Turner signed documents at the fertility clinic, including one that contained a provision stating that any child born from the process would be the legal child of the recipient, “which designatio­n shall include both recipient and recipient’s husband or partner if applicable,” court documents said.

Oakley was present at the child’s birth, and Turner listed Oakley as the child’s father on the birth certificat­e, but court records said neither woman took further steps to determine whether Oakley needed to formally adopt the child to receive parental rights.

That created an issue in May 2016, when Turner petitioned for divorce from Oakley and asked for sole legal and physical custody of the child on the basis that Oakley was not the child’s adoptive or biological parent.

Turner also asked the court to grant Oakley supervised visitation with the child and require that Oakley pay child support, also asserting that Oakley did not have rights to temporary legal decisionma­king or parenting time because she is neither the child’s natural parent nor its adoptive parent, according to court documents.

Oakley asserted that she had rights as the child’s legal parent in a temporary-orders hearing, saying that she qualified as the presumed parent under state law.

The Family Court initially disagreed, stating Arizona law only applies to men and that even if it could be applied to Oakley, it would be rebutted on the basis that Oakley is not biological­ly related to the child.

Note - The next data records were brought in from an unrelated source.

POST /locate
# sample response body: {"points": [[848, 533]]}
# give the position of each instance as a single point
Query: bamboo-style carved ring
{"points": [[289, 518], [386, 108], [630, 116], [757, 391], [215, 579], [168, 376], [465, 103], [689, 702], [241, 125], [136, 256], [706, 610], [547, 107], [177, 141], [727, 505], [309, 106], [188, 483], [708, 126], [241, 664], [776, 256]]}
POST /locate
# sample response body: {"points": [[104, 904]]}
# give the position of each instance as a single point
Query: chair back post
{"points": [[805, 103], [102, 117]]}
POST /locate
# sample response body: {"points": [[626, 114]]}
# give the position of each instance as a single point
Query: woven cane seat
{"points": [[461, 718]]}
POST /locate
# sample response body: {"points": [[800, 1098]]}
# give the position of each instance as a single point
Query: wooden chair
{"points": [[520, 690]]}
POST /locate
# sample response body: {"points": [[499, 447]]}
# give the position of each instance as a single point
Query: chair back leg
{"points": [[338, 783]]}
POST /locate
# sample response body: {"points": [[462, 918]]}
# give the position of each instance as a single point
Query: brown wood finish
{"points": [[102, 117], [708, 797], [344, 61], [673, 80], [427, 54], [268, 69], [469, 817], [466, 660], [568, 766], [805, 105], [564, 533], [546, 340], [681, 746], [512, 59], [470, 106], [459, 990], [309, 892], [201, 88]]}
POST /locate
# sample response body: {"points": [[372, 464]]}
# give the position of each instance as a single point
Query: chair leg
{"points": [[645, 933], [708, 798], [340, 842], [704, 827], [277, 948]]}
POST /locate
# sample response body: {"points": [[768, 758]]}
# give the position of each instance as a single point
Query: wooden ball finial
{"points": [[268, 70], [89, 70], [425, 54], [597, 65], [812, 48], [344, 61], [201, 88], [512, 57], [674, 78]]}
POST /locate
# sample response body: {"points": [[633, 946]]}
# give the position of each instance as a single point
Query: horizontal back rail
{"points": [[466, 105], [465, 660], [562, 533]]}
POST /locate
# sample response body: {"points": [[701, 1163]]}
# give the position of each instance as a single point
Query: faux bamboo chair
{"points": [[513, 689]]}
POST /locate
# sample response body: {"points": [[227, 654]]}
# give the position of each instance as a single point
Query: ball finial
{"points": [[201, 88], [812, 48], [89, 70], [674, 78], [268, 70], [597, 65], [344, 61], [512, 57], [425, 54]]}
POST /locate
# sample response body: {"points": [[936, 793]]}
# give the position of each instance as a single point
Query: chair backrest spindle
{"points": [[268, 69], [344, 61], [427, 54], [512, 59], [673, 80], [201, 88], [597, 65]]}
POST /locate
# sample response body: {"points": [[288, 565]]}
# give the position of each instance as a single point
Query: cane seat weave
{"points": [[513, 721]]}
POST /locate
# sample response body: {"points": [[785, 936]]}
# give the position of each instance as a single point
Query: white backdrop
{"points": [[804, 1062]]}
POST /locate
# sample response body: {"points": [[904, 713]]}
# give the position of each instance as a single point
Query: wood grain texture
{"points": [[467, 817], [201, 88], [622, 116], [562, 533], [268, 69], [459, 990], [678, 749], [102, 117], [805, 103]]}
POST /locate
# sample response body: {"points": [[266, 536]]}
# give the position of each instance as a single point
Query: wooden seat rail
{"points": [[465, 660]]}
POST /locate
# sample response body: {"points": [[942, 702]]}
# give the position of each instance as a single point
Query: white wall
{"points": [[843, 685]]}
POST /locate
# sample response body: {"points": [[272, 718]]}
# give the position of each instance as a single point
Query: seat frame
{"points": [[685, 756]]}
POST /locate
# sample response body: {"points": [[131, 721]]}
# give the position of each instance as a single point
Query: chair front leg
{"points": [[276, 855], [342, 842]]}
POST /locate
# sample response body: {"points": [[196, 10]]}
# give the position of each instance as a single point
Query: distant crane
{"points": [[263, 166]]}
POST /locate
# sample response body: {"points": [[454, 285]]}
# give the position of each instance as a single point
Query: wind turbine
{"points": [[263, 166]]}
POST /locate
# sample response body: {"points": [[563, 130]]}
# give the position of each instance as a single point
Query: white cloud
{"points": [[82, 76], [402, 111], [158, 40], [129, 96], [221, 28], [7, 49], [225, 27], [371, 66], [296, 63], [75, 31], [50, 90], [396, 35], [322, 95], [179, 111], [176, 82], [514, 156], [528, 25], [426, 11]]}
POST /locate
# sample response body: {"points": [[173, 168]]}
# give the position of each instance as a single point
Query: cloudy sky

The court entered temporary orders identifyin­g Turner as the child’s sole legal parent and granting Oakley supervised visitation.

Oakley successful­ly moved for reconsider­ation, with the Family Court reversing its previous decision and ruling in her favor. That reversal came when the Family Court cited the Arizona Court of Appeals’ ruling in the McLaughlin case, which decided Arizona’s presumptio­n-of-paternity statute must be read and applied gender-neutrally in light of the U.S. Supreme Court ruling.

The Family Court also cited evidence that showed “the two women intended to raise the child together as co-parents.”

Turner petitioned the Arizona Court of Appeals, which issued its ruling Thursday in her favor. That panel of the Appeals Court said the presumptio­n-of-paternity statute cannot be applied genderneut­rally because the language presumes the father is a man. The court noted that Oakley could have retained that right under Arizona law had she adopted the child.

Oakley claimed that the landmark decision by the U.S. Supreme Court in the 2015 Obergefell vs. Hodges case that guaranteed the right of same-sex couples to marry means the Arizona law establishi­ng paternity should be read gender-neutrally to apply to same-sex couples with children.

But the Appeals Court refuted that argument, saying the statute’s purpose is to determine “whether a man is a child’s biological father” and not to “establish a term or condition associated with marriage.”

Lawyers for Turner did not immediatel­y return requests for comment. Work said it is in the best interest of the child that the marital presumptio­n of paternity be applied in Oakley’s case.

“(It) is necessary for the protection of children and families, including the non-biological parents who plan for these children, who act as second parents during the marriage,” Work said. “To find otherwise essentiall­y is stating that these children are all in single-parent households.”

Work reiterated her hope that the McLaughlin case will end in favor of granting same-sex partners parental rights to a child born of artificial inseminati­on, saying that a decision that rules otherwise would be harmful to children. “They’re potentiall­y being exposed to having a second parent yanked out of their lives at the whim of the first parent,” Work said.